I was surprised he remembered I was in school. “It’s not so bad. I’m taking only a few classes right now. It’ll take me twenty years to get my degree, probably.”
He laughed. “Hopefully not that long. I took my time though, and I turned out okay.”
“How long did you take?”
“I had a few starts and stops. I got my bachelor’s degree when I was”—he paused, rolled his eyes up, as if searching for the answer in his brain—“twenty-five, I think,” he said.

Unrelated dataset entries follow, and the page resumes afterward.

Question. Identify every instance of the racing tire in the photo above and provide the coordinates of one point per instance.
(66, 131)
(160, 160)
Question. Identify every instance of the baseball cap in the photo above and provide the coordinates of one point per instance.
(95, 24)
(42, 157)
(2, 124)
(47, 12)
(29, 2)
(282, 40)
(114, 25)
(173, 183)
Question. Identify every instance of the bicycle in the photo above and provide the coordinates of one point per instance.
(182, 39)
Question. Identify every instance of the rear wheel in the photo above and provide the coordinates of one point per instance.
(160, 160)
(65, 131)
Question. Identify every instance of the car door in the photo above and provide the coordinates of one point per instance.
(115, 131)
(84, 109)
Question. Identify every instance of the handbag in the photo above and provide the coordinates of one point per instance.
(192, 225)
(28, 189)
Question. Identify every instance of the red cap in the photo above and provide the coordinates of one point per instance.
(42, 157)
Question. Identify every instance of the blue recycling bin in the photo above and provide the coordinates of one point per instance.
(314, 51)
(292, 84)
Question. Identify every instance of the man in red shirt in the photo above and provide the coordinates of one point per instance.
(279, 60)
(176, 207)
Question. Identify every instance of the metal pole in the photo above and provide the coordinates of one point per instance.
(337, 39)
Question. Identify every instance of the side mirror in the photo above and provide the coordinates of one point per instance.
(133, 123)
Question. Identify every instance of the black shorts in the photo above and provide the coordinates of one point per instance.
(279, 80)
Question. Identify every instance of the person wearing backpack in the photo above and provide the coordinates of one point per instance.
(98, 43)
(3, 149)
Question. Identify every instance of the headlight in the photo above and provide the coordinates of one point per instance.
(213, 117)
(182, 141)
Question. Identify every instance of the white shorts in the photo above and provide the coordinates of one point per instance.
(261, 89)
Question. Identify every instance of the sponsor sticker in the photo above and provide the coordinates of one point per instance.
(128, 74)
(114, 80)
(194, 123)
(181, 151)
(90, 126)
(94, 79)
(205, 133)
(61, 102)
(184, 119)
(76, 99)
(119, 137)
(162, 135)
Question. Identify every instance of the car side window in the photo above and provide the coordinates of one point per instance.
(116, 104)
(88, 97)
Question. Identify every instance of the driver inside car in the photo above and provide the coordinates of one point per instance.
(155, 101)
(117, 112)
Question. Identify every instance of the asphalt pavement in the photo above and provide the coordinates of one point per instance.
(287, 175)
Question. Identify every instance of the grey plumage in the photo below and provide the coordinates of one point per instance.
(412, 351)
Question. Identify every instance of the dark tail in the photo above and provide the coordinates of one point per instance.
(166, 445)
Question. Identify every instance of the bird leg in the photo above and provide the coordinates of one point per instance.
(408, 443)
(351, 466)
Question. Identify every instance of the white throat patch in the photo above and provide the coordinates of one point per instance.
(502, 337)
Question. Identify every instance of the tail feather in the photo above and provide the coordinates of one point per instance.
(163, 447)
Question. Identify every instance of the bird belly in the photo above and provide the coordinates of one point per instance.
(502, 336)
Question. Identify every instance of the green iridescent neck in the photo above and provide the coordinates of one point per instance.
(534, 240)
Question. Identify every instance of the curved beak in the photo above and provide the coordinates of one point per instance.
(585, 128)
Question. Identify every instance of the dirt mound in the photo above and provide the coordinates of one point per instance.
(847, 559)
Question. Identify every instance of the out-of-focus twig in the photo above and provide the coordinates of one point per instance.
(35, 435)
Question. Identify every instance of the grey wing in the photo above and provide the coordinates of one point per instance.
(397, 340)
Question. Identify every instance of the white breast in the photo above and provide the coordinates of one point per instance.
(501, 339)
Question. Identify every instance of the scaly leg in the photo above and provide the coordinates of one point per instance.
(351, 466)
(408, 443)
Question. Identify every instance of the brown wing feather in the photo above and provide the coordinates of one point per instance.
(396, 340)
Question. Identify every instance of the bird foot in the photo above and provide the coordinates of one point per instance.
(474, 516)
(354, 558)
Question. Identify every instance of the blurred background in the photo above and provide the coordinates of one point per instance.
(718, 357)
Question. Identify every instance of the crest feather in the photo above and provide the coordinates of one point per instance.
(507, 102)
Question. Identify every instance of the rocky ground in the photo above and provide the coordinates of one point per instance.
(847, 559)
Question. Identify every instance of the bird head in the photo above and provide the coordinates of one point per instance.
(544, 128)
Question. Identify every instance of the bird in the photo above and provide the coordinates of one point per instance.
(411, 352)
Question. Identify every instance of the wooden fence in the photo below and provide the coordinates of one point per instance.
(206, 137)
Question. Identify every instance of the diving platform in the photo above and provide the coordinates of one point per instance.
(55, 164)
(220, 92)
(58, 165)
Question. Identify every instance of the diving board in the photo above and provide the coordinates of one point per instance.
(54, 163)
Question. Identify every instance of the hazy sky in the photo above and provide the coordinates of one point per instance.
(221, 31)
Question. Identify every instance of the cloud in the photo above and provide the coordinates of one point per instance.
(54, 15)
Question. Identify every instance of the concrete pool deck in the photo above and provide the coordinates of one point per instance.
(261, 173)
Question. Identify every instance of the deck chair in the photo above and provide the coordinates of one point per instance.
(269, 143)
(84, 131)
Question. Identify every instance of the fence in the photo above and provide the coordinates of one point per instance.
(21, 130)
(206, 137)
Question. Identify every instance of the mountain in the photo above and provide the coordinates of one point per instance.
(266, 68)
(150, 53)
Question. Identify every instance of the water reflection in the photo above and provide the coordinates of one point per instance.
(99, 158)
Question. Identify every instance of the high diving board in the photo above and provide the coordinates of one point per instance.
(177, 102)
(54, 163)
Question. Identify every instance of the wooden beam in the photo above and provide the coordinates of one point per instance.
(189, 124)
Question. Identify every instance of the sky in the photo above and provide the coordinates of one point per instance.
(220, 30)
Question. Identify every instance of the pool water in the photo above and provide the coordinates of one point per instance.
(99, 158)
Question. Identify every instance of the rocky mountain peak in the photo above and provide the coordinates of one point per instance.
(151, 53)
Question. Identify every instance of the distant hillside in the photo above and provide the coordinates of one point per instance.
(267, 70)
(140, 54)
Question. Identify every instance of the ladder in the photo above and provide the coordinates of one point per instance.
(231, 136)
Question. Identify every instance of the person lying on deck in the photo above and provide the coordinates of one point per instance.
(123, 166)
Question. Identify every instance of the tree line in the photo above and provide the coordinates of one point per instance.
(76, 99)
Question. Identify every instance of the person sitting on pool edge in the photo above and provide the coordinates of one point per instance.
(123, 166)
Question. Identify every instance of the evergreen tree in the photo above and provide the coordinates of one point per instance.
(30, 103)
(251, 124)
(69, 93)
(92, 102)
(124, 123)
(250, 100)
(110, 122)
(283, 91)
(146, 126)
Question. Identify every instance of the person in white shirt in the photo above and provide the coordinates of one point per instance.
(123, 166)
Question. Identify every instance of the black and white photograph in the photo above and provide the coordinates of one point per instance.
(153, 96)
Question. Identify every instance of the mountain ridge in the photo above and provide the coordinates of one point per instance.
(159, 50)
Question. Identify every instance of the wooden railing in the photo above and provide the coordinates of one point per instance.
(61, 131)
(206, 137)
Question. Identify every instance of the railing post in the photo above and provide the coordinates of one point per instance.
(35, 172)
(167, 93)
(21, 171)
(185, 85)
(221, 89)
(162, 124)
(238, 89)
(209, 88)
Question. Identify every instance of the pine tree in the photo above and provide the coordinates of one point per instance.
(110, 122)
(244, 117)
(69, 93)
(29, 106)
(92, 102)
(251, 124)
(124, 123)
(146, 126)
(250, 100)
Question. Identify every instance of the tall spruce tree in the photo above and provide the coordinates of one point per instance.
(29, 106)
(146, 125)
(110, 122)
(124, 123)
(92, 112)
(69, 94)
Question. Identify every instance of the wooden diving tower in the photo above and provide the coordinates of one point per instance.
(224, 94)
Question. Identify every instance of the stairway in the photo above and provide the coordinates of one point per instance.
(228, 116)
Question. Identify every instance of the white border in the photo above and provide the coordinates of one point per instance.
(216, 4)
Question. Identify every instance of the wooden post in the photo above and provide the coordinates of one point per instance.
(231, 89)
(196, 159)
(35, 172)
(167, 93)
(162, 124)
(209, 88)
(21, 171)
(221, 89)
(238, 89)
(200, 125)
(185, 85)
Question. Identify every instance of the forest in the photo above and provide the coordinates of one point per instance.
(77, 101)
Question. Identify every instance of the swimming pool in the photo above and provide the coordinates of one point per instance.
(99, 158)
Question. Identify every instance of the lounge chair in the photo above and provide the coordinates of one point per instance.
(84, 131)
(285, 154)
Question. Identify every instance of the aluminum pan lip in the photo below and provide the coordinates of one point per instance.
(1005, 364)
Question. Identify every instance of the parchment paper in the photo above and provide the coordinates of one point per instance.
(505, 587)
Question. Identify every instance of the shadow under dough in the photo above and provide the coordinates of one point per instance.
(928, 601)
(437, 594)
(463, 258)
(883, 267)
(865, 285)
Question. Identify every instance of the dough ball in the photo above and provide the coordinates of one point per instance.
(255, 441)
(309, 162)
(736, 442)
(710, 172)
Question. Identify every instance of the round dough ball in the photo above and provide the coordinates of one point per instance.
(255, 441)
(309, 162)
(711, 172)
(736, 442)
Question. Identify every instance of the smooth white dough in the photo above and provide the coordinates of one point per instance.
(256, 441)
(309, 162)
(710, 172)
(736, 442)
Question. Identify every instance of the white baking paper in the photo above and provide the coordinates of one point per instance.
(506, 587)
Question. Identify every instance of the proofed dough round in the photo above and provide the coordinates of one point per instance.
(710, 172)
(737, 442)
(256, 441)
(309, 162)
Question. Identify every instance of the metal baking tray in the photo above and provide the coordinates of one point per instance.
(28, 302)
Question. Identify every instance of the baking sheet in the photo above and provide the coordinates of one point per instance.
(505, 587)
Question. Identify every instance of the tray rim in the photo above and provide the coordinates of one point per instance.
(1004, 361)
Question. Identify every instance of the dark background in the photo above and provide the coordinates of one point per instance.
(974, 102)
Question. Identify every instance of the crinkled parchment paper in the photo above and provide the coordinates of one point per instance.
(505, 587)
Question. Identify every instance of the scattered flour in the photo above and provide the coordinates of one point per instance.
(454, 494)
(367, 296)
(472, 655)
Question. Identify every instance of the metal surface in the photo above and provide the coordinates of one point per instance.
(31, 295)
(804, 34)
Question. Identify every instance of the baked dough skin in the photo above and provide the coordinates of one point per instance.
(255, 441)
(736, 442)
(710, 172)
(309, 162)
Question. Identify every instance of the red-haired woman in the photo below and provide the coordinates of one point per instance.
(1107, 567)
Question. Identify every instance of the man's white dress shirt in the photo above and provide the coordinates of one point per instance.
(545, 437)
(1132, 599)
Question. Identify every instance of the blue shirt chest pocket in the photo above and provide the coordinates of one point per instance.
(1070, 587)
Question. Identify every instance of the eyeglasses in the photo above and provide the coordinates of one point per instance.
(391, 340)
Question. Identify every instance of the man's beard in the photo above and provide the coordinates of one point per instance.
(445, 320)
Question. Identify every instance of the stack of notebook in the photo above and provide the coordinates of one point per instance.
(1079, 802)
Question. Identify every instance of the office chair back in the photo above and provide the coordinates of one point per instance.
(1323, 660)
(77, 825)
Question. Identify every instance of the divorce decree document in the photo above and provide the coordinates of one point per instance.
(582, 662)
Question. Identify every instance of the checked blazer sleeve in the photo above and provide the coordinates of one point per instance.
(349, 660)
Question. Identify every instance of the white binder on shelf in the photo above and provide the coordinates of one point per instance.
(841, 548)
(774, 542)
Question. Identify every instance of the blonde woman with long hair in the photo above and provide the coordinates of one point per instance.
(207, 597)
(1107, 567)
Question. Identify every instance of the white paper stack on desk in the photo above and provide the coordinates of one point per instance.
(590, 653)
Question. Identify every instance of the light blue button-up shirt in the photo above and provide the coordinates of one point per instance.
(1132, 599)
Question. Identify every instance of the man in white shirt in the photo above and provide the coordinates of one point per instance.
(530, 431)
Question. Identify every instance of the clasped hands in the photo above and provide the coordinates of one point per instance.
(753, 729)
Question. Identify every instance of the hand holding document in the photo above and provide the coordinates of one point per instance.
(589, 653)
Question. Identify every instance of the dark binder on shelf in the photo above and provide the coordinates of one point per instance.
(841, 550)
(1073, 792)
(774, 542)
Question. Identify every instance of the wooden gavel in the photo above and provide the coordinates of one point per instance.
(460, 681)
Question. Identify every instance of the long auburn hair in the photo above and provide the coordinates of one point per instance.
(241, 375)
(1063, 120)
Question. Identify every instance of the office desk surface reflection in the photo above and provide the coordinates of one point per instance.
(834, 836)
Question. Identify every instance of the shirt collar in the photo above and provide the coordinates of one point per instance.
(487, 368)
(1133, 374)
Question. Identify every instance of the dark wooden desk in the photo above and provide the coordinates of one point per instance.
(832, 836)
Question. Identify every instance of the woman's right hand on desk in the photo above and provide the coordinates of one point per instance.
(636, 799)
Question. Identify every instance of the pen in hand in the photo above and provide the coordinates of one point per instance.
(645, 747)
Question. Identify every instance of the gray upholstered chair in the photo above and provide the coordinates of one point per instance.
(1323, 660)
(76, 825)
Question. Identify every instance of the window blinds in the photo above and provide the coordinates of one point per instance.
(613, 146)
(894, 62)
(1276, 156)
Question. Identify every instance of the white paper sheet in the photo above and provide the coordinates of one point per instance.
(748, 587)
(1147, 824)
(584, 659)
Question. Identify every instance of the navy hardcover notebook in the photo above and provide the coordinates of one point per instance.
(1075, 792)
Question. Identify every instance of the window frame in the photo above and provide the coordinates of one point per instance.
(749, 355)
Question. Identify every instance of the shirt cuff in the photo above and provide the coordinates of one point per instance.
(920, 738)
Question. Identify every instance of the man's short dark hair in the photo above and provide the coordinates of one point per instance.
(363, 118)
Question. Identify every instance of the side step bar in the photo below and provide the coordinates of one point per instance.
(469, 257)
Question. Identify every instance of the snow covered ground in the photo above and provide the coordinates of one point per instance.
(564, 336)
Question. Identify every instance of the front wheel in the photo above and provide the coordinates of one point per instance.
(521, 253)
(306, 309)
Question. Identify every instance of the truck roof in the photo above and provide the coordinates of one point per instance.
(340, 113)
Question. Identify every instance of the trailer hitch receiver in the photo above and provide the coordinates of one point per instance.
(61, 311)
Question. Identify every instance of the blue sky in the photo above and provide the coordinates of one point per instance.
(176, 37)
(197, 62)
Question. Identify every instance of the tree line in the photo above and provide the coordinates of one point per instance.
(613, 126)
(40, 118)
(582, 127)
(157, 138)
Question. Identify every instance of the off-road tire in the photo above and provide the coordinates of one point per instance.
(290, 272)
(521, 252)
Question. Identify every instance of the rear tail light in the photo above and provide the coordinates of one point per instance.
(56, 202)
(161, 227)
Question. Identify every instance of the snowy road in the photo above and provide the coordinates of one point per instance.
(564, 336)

“Well, I’m twenty-three and I’m just starting, so I’ll be, like, forty when I’m done.”
“Forty. That’s old,” he said with a smirk that informed me he was in his forties.
My favorite Bob Dylan song came on—“Don’t Think Twice, It’s All Right.”
“I love this song,” I said.
I reached under the bar for the little remote control, turned up the volume, sang shamelessly. He just watched me with a bemused expression.
I said, over the music, “I got that line tattooed on my side.”
“What line?”
“‘You could have done better but I don’t mind.’”
I got it when I was eighteen, on a whim. It hurt, the tattooing needle vibrating against my ribs. It was worth it though. I’ve always loved that line.
“Sounds depressing,” he said.
“I don’t see it that way. I see it as a peaceful acceptance of someone else’s limits,” I said.
“Whose limits are you accepting?” he asked.
“Aren’t we always accepting a bunch of people’s limits?”
He shrugged. “Maybe.”
“I guess it makes me think of my mom,” I dared to admit. It was something I hadn’t really told anyone before. “She did her best, given circumstances.”
“Circumstances?”
“It was just the two of us. She was always working a couple jobs, that kind of thing,” I said.